Avec La Ballade de Buster Scruggs, les frères Coen prennent le chemin de l’Ouest sauvage et font de ce vaste far West, un immense terrain de jeu où ils vont s’éclater comme des petits fous de sketch en sketch, entre délires loufoques, drames cruels et déluge de violence. Comme beaucoup d’œuvres s’étant frottées au genre, le résultat pourra paraître un peu inégal mais l’aventure vaut sacrément le détour. Dans le détail, Buster Scruggs part très fort pour décliner légèrement et de manière assez constante, comme si chaque segment était un peu moins bon que son prédécesseur. Le meilleur est au début, le moins bon à la fin (quoique le dernier segment fera sûrement débat entre partisans et détracteurs), mais à l’inverse de bien des longs-métrages qui ont pu se casser les dents sur la difficulté de l’exercice, on trouve toujours quelque chose à sauver dans chaque chapitre. C’est peut-être même la plus grande force de Buster Scruggs, réussir à captiver en ayant toujours quelque chose à proposer, même quand il accuse une baisse de régime ou de qualité. Ce qui est sûr, c’est que Buster Scruggs est un western complet, un film total, un essai somme qui bondit d’histoire en histoire en s’efforçant d’avoir toujours une valeur intrinsèque. Parfois, ce sera de la simple comédie sarcastique et un brin délirante, parfois ce sera une petite histoire transitionnelle comme une furtive parenthèse racontant le far West, parfois ce sera aussi une aventure plus épique ou des segments brillants par leur intelligence.
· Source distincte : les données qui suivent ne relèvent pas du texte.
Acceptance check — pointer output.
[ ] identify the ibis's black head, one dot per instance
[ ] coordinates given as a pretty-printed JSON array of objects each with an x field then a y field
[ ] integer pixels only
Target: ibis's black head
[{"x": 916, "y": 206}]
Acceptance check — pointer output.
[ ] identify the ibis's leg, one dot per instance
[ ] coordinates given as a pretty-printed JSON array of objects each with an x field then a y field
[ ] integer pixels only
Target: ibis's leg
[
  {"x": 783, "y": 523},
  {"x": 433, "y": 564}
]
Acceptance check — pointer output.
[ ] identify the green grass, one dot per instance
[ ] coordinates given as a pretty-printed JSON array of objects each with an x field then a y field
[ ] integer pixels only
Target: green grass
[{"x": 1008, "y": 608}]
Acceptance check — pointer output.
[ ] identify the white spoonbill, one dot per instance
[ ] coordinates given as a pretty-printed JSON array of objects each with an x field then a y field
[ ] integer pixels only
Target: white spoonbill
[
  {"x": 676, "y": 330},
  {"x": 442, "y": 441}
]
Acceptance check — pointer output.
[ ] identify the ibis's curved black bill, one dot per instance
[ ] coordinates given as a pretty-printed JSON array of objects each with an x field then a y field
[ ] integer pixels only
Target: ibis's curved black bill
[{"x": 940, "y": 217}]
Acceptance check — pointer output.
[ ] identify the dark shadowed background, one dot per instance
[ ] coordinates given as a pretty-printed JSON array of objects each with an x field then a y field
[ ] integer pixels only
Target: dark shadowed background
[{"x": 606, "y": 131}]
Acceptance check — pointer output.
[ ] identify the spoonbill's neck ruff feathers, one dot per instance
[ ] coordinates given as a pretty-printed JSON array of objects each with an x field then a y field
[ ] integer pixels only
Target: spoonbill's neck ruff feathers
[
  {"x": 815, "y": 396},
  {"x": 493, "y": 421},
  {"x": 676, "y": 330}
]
On pense à celui avec Liam Neeson par exemple, qui résonne comme un terrible portrait de la société-spectacle moderne tuée par le show-business, où un improbable poulpe qui donne des pronostics de foot sur YouTube peut avoir plus d’importance et de visibilité qu’un poète de génie qui s’évertue sur les planches. On pense aussi à ce segment arguant que l’homme est un fléau pour la nature, qu’il défigure à des fins mercantiles sous l’œil des animaux spectateurs du carnage.
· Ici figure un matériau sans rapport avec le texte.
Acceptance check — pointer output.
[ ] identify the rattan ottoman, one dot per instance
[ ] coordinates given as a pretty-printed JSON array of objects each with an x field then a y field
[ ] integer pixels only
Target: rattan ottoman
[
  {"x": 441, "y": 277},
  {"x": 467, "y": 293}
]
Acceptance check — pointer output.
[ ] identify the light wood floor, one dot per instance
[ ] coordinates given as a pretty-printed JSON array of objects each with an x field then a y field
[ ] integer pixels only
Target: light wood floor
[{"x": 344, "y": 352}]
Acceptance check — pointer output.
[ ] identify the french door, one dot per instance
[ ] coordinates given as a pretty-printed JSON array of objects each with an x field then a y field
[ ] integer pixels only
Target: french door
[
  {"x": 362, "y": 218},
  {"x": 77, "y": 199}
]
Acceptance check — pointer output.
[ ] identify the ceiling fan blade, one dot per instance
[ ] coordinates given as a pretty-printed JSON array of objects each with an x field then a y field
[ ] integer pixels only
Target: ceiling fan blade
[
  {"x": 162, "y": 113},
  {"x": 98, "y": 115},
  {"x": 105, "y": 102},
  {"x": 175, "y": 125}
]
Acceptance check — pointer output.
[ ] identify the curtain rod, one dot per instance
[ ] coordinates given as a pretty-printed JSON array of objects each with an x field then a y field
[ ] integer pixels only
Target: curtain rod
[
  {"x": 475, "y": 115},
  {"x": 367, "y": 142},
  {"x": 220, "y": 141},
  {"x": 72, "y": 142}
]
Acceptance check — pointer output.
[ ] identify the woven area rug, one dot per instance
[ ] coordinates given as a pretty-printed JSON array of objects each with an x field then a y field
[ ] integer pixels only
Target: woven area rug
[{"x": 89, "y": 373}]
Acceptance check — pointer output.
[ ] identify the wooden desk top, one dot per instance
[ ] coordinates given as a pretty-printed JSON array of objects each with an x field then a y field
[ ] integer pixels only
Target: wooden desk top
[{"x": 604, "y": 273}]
Tantôt hilarant, tragique, malin, intelligent, sombre ou spectaculaire, Buster Scruggs est un grand portrait du western d’hier et d’aujourd’hui, un film qui appelle autant John Ford que Hawks, Hathaway ou Peckinpah, et bien sûr les Coen eux-mêmes. Car en grattant, on pourrait presque voir dans cette œuvre passionnée, comme une sorte de compilation de tout le cinéma des deux frangins. Ils y retravaillent leurs thématiques de toujours, celles qui ont jalonné leur cinéma depuis le début, et les propulsent en avant comme moteur du film tout entier. À commencer par l’incertitude des choses, du monde et de l’existence. Les Coen ont toujours aimé parler de l’incertitude, de l’imprévisibilité de la vie, que ce soit pour faire rire, pour émouvoir ou pour faire exploser rage et violence. L’imprévisible est le fil rouge que suit Buster Scruggs, chaque segment étant mené par cet inattendu qui fait de la vie, le plus grand narrateur-manipulateur qui soit. Et les Coen croient fermement en cela, c’est même sans doute ce qui les empêche de basculer dans un quelconque nihilisme, même s’ils adorent flirter avec l’humour noir et l’ironie, ce qu’ils font au-delà du concevable avec ce nouveau long-métrage. Leur style emblématique est une nouvelle fois délicieusement utilisé dans une œuvre qui aborde de nombreux sujets tels que la loi, l’amitié, nos failles d’êtres humains comme l’égoïsme ou la présomption. On y retrouve encore cet amour pour les loosers magnifiques, type de personnages qu’ils ont toujours adoré mais sans jamais s’en moquer, bien au contraire.

À travers une succession de fables ou de contes populaires, les Coen offre tout, du rire, du drame, de la violence, du romanesque, de la poésie, du propos. La noirceur désespérée, la cruauté et l’humour caustique sont les ciments qui tient cette réunion d’histoires hétéroclites entre petites saynètes et segments plus imposants. C’est d’ailleurs l’autre petit reproche que l’on pourra formuler à l’encontre de La Ballade de Buster Scruggs, ce manque d’uniformisation des segments qui pose parfois quelques soucis de rythme. Les deux premières histoires sont très courtes et laissent le spectateur un peu sur sa faim, là où la quatrième par exemple est très longue au regard des autres, et tendrait presque vers le long-métrage en gestation. Néanmoins et malgré quelques défauts, les Coen réussissent non sans génie, un exercice traditionnellement réputé périlleux.